Dans les deux cas, un pourvoi, limité aux questions de droit, peut être formé, devant la Cour, à l’encontre de la décision du Tribunal, dans un délai de deux mois et dix jours à compter de sa notification. Le recours en annulation vise à faire annuler des actes des institutions de l’Union contraires au droit de l’Union. Sous certaines conditions, les États membres, les institutions européennes et les particuliers peuvent saisir la Cour de justice ou le Tribunal d’un recours en annulation. Si le recours est fondé, l’acte est annulé. L’institution concernée doit remédier à un éventuel vide juridique créé par l’annulation de l’acte.
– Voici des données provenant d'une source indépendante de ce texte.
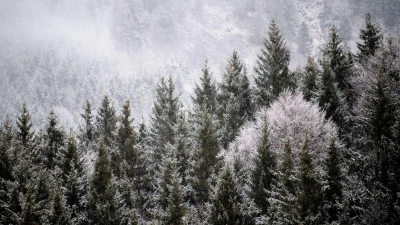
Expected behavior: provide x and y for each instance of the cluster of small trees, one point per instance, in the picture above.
(319, 145)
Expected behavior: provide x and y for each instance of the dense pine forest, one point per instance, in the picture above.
(315, 145)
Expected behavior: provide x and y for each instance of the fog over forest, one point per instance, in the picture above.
(56, 54)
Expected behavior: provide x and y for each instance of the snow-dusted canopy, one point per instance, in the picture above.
(290, 118)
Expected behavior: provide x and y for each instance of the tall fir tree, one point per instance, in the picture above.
(102, 206)
(225, 203)
(264, 169)
(54, 140)
(106, 121)
(334, 191)
(337, 59)
(205, 159)
(87, 130)
(273, 75)
(164, 117)
(310, 80)
(310, 196)
(206, 92)
(329, 97)
(24, 124)
(234, 98)
(371, 38)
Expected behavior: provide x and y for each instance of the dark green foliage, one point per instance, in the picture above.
(24, 125)
(310, 196)
(371, 39)
(102, 208)
(106, 121)
(225, 204)
(309, 85)
(304, 41)
(264, 171)
(206, 93)
(164, 117)
(205, 156)
(87, 130)
(337, 59)
(334, 192)
(329, 97)
(272, 69)
(54, 139)
(235, 99)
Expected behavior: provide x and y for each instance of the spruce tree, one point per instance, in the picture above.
(206, 92)
(164, 117)
(310, 196)
(337, 59)
(234, 98)
(205, 159)
(54, 138)
(371, 39)
(272, 68)
(24, 124)
(305, 41)
(225, 204)
(334, 191)
(102, 207)
(87, 130)
(309, 83)
(106, 121)
(329, 97)
(264, 169)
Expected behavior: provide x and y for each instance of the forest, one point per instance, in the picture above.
(315, 145)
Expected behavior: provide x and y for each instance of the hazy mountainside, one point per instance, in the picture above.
(55, 54)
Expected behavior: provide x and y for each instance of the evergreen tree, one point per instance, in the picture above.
(337, 59)
(87, 130)
(283, 200)
(310, 196)
(309, 84)
(164, 117)
(126, 138)
(101, 207)
(206, 92)
(304, 41)
(371, 38)
(225, 204)
(329, 97)
(272, 68)
(235, 99)
(205, 159)
(264, 169)
(54, 138)
(334, 192)
(106, 121)
(24, 124)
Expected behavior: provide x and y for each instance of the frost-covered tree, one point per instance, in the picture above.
(264, 169)
(234, 98)
(304, 40)
(310, 80)
(54, 140)
(225, 202)
(273, 75)
(164, 117)
(106, 121)
(206, 92)
(371, 38)
(87, 129)
(102, 206)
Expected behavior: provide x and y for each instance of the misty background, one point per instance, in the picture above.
(55, 54)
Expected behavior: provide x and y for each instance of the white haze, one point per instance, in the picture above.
(55, 54)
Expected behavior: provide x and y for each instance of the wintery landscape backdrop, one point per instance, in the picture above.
(200, 112)
(56, 54)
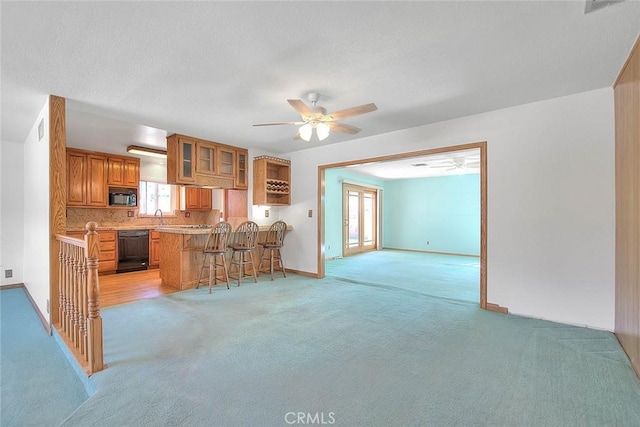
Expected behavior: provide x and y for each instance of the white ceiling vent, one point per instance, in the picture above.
(593, 5)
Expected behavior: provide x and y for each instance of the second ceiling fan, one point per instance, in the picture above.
(315, 117)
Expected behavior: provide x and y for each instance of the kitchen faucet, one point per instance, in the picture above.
(156, 214)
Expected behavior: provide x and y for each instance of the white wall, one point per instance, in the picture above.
(11, 215)
(550, 202)
(36, 213)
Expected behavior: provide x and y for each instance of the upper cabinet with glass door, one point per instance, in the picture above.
(242, 169)
(194, 161)
(181, 170)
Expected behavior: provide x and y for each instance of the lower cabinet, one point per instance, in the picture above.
(108, 260)
(154, 249)
(108, 251)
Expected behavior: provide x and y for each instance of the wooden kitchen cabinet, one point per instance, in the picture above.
(76, 178)
(226, 162)
(195, 199)
(89, 175)
(194, 161)
(206, 158)
(241, 179)
(123, 172)
(97, 193)
(108, 258)
(181, 158)
(86, 179)
(154, 249)
(271, 181)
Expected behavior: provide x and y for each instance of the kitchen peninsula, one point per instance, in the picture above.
(181, 253)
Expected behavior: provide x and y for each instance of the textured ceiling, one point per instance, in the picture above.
(211, 69)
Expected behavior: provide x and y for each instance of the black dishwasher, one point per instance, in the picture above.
(133, 250)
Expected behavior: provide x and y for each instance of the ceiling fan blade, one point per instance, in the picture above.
(341, 127)
(279, 123)
(354, 111)
(300, 107)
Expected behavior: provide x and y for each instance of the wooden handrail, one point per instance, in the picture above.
(79, 298)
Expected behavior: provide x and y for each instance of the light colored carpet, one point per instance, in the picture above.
(361, 355)
(38, 386)
(438, 275)
(367, 355)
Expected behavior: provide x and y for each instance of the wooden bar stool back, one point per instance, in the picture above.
(215, 249)
(242, 244)
(271, 247)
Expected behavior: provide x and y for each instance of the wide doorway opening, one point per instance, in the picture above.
(394, 245)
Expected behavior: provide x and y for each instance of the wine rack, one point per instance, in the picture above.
(278, 187)
(271, 181)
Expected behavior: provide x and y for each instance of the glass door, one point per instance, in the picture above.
(360, 219)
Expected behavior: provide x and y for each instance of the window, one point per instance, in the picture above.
(154, 195)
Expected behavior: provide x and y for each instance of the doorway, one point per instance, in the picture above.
(360, 219)
(482, 148)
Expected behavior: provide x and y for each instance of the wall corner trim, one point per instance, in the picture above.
(497, 308)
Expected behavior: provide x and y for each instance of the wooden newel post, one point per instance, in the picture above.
(94, 321)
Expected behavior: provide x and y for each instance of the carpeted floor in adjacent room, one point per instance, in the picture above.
(354, 353)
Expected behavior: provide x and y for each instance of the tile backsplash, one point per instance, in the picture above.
(77, 218)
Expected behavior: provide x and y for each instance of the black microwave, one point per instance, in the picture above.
(123, 199)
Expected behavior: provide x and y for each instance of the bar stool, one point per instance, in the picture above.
(243, 243)
(272, 243)
(214, 247)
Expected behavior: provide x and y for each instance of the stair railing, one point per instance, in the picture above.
(79, 295)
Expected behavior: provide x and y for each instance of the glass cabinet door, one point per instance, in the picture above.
(241, 169)
(186, 151)
(226, 161)
(206, 159)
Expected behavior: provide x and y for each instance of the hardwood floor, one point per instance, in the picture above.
(126, 287)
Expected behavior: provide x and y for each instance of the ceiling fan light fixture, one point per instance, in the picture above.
(306, 131)
(322, 130)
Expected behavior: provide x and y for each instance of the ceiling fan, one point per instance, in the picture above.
(315, 117)
(458, 163)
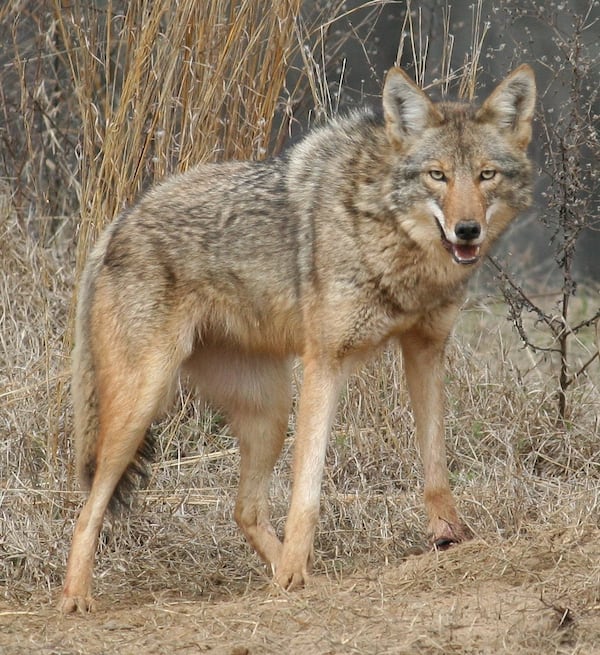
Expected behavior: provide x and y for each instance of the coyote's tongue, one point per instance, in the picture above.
(465, 254)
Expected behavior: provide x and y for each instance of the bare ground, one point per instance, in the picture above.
(539, 594)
Ces décisions judicaires ont fait le bonheur de Ryanair, dont un porte-parole rappelait hier dans un communiqué : « l’une des plus grandes réalisations de l’UE est la création d’un marché unique du transport aérien. Les approbations par la Commission européenne des aides d’État à Air France-KLM et à TAP sont allées à l’encontre des principes fondamentaux du droit de l’UE et ont inversé le cours du processus de libéralisation du transport aérien en récompensant l’inefficacité et en encourageant la concurrence déloyale ».
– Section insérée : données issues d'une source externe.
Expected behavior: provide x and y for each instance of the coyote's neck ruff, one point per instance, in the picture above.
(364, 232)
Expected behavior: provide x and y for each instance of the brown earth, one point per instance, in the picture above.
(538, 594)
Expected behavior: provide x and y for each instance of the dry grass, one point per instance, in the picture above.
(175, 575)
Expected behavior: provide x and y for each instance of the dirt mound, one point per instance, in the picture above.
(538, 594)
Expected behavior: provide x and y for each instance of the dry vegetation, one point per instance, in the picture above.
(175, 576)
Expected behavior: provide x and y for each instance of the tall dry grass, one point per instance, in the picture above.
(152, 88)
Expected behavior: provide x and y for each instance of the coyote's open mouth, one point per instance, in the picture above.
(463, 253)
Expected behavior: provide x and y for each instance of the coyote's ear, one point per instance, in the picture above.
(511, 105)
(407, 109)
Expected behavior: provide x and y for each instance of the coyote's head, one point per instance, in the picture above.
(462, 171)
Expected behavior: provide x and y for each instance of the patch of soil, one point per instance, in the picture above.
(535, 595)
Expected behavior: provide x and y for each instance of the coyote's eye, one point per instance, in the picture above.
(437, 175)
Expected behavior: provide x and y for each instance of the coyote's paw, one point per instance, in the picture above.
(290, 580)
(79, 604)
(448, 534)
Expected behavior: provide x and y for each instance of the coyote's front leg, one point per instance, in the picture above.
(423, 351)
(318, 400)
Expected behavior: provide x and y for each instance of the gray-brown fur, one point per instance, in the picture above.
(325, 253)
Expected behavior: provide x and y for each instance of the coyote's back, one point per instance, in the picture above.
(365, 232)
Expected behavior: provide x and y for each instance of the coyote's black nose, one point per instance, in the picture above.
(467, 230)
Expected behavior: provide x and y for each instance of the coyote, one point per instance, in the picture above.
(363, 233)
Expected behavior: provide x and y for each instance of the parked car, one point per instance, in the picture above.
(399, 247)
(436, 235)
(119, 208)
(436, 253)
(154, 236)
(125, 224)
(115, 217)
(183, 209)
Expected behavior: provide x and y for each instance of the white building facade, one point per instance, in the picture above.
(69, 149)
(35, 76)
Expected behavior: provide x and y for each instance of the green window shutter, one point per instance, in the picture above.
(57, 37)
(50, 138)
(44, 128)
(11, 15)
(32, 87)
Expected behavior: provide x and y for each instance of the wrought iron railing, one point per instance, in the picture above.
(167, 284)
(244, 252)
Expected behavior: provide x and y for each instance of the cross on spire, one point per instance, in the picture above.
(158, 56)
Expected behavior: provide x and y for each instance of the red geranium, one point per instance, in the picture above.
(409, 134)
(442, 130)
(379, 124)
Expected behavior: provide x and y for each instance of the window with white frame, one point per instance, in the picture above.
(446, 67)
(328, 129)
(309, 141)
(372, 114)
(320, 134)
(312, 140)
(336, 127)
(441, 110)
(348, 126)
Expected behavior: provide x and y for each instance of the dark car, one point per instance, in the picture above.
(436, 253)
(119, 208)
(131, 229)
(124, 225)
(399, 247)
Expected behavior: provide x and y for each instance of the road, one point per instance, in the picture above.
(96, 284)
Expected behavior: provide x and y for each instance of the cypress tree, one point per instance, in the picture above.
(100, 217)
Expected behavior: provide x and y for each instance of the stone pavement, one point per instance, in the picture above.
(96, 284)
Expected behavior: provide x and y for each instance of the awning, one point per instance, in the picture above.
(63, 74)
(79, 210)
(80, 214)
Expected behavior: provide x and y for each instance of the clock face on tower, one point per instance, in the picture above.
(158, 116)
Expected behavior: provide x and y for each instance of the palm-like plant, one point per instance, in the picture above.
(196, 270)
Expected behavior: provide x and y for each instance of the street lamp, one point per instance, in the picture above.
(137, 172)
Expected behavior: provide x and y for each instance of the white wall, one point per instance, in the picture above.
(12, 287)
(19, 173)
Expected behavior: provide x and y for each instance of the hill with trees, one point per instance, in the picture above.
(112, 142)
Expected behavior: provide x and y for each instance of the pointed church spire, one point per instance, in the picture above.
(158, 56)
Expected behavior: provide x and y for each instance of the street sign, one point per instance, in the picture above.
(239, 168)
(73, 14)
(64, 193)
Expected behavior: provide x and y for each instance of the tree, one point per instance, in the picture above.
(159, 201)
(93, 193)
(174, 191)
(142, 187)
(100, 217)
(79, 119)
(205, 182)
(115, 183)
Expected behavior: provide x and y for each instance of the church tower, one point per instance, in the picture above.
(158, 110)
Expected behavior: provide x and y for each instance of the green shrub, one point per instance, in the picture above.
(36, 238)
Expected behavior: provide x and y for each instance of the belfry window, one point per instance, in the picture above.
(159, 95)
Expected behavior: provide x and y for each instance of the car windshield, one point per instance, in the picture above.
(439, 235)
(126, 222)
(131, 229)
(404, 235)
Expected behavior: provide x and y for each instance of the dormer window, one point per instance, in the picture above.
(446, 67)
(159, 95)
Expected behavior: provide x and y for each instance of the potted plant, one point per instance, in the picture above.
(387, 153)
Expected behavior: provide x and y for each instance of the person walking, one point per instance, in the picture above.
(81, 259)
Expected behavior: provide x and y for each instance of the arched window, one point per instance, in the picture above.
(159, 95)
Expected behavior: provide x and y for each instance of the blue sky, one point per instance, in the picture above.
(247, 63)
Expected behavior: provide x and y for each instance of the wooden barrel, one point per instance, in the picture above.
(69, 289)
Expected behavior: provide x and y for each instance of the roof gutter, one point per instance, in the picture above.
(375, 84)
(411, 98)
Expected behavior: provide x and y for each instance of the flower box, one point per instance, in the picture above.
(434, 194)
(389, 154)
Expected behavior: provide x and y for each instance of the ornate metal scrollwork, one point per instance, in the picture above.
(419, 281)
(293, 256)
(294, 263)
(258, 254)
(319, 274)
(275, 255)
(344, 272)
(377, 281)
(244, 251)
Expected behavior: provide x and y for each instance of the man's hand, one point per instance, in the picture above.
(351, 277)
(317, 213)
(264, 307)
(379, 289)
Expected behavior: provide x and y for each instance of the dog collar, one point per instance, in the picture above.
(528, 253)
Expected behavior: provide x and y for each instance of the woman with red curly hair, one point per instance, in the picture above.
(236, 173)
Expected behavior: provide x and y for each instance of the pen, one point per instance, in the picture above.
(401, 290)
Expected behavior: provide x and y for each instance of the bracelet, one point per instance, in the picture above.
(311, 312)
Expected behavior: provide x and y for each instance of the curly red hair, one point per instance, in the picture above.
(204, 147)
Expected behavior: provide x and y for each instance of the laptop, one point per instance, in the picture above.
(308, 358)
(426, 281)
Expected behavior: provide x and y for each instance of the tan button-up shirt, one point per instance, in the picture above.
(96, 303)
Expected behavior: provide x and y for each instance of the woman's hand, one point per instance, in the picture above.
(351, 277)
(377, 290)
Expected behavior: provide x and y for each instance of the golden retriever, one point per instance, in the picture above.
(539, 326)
Au cours de la pandémie de Covid-19, « plus de 30 milliards d’euros de subventions publiques discriminatoires ont été offerts aux transporteurs nationaux de l’UE. À moins d’être stoppée par les tribunaux de l’UE conformément aux décisions d’aujourd’hui, cette vague d’aides d’État faussera le marché pendant des décennies. Si l’Europe veut sortir de cette crise avec un marché unique fonctionnel, les compagnies aériennes doivent être autorisées à se concurrencer sur un pied d’égalité. Les décisions rendues aujourd’hui dans deux des plus de 20 recours déposés à ce jour devant le Tribunal sont une victoire importante pour les consommateurs et la concurrence ».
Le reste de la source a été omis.